I also recall seeing something that said “We have 13X as many queries as updates, so of course we should optimize for reads,” but I can’t find that now. The classical OLTP answer to that would probably be “Yeah, but by the time you’re two-phase-committing and integrity-checking all the part of that update, it turns out updates are still what you should optimize for.” Well, what if the update is so simple that that’s no longer a valid argument?
There certainly seem to be some non-obvious technical choices being made here, with options being conflated that perhaps shouldn’t be. In particular, I wonder whether things are being written to cheap disk in a really fast way when it might be better to keep them in more expensive RAM or, perhaps better yet, solid-state memory. Perhaps then the functionality/performance tradeoff wouldn’t be so painful.

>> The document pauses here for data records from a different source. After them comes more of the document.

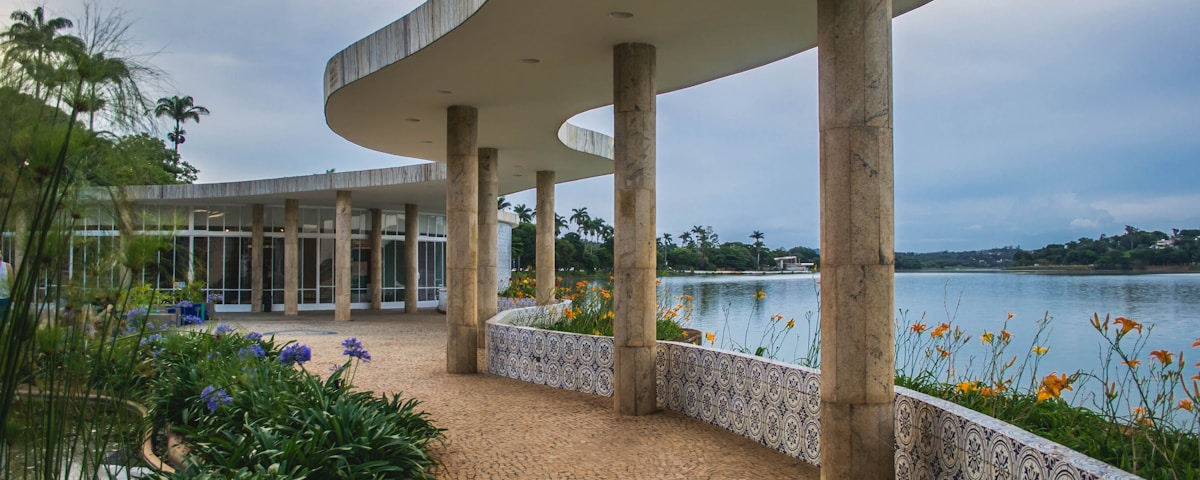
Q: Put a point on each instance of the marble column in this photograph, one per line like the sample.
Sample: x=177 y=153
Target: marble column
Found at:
x=291 y=257
x=376 y=259
x=342 y=257
x=545 y=239
x=256 y=258
x=462 y=239
x=857 y=232
x=634 y=207
x=411 y=267
x=489 y=190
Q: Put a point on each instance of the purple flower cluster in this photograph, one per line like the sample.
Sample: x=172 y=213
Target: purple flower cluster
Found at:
x=215 y=397
x=190 y=319
x=255 y=351
x=354 y=349
x=295 y=354
x=150 y=340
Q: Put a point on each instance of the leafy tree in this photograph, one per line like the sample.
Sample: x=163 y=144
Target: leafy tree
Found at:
x=523 y=213
x=179 y=109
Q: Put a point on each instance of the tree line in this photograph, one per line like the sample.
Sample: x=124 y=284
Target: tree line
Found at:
x=1133 y=249
x=585 y=243
x=71 y=99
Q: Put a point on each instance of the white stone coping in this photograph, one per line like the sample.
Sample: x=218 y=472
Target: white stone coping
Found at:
x=778 y=405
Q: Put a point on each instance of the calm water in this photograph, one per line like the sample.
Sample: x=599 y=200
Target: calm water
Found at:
x=976 y=301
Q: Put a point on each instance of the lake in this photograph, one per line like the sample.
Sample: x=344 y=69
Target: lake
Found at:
x=976 y=301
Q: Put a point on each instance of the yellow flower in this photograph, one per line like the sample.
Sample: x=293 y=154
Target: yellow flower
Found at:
x=1163 y=357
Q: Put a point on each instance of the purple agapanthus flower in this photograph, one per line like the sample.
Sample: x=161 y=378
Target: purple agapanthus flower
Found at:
x=215 y=397
x=255 y=351
x=295 y=354
x=354 y=349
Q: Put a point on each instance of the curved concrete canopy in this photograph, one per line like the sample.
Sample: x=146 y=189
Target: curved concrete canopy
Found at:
x=529 y=65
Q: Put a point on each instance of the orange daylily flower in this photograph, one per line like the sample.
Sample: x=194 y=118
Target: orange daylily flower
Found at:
x=1163 y=357
x=1053 y=387
x=1127 y=324
x=940 y=330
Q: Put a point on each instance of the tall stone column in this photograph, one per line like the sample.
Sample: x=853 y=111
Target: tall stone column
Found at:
x=376 y=259
x=411 y=267
x=545 y=239
x=342 y=257
x=489 y=190
x=462 y=239
x=634 y=205
x=256 y=258
x=291 y=257
x=857 y=249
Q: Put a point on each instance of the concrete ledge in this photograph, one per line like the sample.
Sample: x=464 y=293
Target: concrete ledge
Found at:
x=779 y=405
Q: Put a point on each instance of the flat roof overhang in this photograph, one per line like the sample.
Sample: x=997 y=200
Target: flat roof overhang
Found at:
x=531 y=65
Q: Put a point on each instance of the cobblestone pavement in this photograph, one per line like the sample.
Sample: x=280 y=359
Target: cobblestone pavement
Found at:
x=504 y=429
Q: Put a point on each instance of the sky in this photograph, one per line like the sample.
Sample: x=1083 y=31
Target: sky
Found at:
x=1017 y=123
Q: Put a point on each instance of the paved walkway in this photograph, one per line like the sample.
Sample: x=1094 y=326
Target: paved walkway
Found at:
x=504 y=429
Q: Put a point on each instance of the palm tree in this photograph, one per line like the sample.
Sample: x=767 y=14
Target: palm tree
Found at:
x=559 y=223
x=581 y=219
x=31 y=43
x=523 y=213
x=757 y=244
x=180 y=109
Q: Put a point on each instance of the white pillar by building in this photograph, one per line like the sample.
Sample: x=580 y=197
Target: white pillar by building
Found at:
x=462 y=239
x=634 y=207
x=857 y=231
x=342 y=257
x=544 y=271
x=489 y=191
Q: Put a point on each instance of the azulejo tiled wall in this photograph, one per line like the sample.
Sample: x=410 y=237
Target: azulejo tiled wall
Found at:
x=779 y=406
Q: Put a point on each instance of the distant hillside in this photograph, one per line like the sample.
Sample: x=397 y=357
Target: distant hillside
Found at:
x=993 y=258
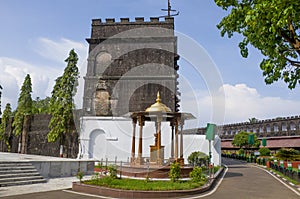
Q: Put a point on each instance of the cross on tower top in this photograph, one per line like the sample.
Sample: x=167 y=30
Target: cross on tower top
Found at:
x=169 y=10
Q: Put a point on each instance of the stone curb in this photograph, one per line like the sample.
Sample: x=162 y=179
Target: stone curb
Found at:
x=296 y=187
x=117 y=193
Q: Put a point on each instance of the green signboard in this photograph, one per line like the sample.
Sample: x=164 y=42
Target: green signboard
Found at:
x=211 y=131
x=264 y=142
x=251 y=139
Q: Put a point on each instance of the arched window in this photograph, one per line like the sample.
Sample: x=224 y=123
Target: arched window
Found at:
x=284 y=126
x=268 y=128
x=275 y=127
x=292 y=126
x=261 y=129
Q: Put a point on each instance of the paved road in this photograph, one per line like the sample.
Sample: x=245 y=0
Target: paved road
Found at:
x=241 y=181
x=248 y=182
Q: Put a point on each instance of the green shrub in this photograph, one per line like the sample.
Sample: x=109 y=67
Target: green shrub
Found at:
x=241 y=151
x=264 y=151
x=112 y=169
x=80 y=176
x=198 y=158
x=197 y=175
x=175 y=171
x=288 y=154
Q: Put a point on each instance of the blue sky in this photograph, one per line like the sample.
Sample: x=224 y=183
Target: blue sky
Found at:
x=36 y=36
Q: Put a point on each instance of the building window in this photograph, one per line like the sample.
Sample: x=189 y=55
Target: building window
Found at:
x=292 y=126
x=284 y=127
x=268 y=128
x=276 y=128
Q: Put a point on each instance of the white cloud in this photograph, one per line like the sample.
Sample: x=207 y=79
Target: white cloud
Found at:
x=13 y=70
x=241 y=103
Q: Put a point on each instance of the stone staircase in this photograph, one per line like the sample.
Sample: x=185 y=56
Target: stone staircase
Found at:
x=19 y=173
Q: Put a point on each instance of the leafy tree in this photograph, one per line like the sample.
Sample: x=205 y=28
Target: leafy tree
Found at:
x=273 y=27
x=4 y=123
x=241 y=140
x=24 y=105
x=264 y=151
x=197 y=175
x=198 y=158
x=61 y=102
x=253 y=120
x=288 y=154
x=40 y=105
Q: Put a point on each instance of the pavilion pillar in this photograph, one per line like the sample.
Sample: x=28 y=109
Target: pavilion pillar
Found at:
x=181 y=143
x=159 y=160
x=134 y=121
x=176 y=140
x=140 y=149
x=172 y=139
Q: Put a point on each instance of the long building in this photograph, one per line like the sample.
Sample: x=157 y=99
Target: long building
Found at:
x=279 y=132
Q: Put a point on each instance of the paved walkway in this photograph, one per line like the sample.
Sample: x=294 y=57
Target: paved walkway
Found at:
x=249 y=182
x=241 y=181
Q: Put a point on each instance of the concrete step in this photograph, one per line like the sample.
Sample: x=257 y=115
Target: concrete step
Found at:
x=26 y=178
x=14 y=175
x=15 y=183
x=17 y=171
x=16 y=168
x=6 y=164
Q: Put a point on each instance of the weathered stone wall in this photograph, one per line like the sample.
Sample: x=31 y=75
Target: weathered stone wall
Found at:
x=36 y=139
x=283 y=126
x=134 y=66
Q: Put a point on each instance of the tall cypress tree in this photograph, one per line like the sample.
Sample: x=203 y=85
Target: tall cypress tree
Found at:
x=7 y=113
x=0 y=98
x=62 y=103
x=24 y=105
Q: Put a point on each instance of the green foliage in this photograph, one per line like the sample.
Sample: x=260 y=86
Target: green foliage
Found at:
x=4 y=123
x=153 y=185
x=174 y=172
x=241 y=151
x=0 y=98
x=288 y=154
x=273 y=28
x=61 y=102
x=80 y=176
x=264 y=151
x=197 y=175
x=241 y=140
x=198 y=158
x=24 y=105
x=112 y=169
x=40 y=106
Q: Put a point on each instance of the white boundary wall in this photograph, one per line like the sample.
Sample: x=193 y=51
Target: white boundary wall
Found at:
x=110 y=137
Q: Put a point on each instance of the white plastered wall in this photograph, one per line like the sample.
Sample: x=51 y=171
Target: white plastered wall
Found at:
x=108 y=137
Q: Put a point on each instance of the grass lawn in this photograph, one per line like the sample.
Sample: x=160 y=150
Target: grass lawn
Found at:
x=133 y=184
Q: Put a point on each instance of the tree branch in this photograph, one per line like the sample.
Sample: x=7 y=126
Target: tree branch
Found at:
x=292 y=62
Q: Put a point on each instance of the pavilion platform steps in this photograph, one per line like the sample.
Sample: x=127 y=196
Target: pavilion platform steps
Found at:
x=19 y=173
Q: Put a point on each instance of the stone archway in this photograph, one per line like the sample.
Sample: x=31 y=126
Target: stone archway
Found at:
x=97 y=144
x=143 y=97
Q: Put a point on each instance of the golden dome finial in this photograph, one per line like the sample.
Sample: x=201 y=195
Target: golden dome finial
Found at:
x=158 y=100
x=158 y=106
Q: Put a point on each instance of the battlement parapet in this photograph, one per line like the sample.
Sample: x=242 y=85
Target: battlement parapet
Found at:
x=137 y=20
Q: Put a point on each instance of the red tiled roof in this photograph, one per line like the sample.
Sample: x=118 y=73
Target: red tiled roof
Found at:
x=289 y=142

On the other hand, the designers of the world’s most scalable websites — e-commerce sites perhaps excepted — seem pretty unanimous in thinking it’s best to bake some database/integrity management into the applications, rather than offload it all to an RDBMS. Why? Because the transactions are so simple that hand-coding all that isn’t prohibitive. And of course because of their extreme performance and scalability needs.
I’m not sure on what basis one could argue that they’re wrong.